Sektörde yıllardır varlığını sürdüren dev ajansların veya kısa süre önce kurulmuş olsa da sağlam bir kadro, yıllarca edinilmiş tecrübe ve network gücüyle sürekli iş üreten ve el attıkları markayı anında portföylerine katma potansiyeline sahip ajansların arasında hiçbir global network veya lokalde güçlü bir ajansın desteği olmadan kurulan bu küçük ajanscıkların tutunmaya ihtiyacı vardı.

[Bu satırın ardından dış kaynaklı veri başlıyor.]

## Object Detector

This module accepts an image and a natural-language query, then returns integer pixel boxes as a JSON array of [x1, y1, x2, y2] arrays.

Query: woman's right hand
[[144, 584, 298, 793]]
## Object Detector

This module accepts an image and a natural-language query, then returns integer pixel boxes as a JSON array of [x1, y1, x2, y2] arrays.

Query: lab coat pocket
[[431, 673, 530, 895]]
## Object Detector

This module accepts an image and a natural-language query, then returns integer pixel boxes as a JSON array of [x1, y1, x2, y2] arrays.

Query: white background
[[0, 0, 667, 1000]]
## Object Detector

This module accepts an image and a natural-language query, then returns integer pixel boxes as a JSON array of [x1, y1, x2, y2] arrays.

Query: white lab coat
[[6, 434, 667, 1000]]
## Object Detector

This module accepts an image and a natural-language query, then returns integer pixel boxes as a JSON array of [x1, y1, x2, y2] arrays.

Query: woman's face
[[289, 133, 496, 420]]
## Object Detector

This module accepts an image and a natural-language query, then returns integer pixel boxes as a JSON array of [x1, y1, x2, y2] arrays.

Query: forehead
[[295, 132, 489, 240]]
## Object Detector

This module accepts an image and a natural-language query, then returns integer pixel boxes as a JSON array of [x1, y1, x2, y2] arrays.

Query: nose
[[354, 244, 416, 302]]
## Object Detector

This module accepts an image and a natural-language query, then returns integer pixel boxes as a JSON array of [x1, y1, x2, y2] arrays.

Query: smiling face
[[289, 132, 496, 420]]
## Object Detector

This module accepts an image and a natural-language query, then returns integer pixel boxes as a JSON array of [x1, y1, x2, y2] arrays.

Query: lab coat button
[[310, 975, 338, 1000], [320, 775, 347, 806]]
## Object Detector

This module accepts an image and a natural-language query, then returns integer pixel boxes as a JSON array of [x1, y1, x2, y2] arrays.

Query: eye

Böyle bir ortamda tutunabilmek için ya inanılmaz yaratıcı işler çıkarmanız ve küçük ekiplerle bu inanılmaz iyi işleri hayata geçirebilmeniz lazım -ki bu da her zaman fazla mesai ve mutsuz ekip demektir- ya da genel ihtiyacı karşılayan vasat işleri hızlı bir şekilde çıkarabilen düşük maliyetli bir ajans olmanız lazım.

Takdir edersiniz ki Türkiye’de yaratıcılığı sınırlayan, hatta daha da net anlatmak gerekirse yaratıcılığı baltalayan o kadar çok etken var ki bu yeni kurulan ve küçük ekiplere sahip ajansların tamamından üst düzey yaratıcılık beklemek hayal olurdu. Ki dış etkenleri bir kenara bırakırsak herkes aynı oranda yaratıcı da değildir. Bazıları sadece kendisini yaratıcı zanneder ama buldukları fikir bile değildir. Neyse.

İşte Türkiye’de ağırlıklı olarak yukarıda söylediğimiz modellerden ikincisi tercih edildi. Düşük bütçe.

Evet bugün bu sektörün yaşadığı belki de birçok problemin temelinde bir işi hak ettiğinden az paraya yapmayı alışkanlık haline getirmiş ajanslar yatıyor.

Çok fazla teknik ve bütçesel zırva ile kimseyi yormak istemediğimden çok yüzeyse ve hızlıca anlatacağım.

Örneğin bir marka size geldi ve bir kampanya brief’i verdi. Siz de çalışmaya başladınız, fikri buldunuz, etrafını ördünüz ve sunumunuzu yaptınız ve tebrikler marka sizin sunumunuzu çok beğendi ve tüm fikirlerinizi hayata geçirmeye karar verdi.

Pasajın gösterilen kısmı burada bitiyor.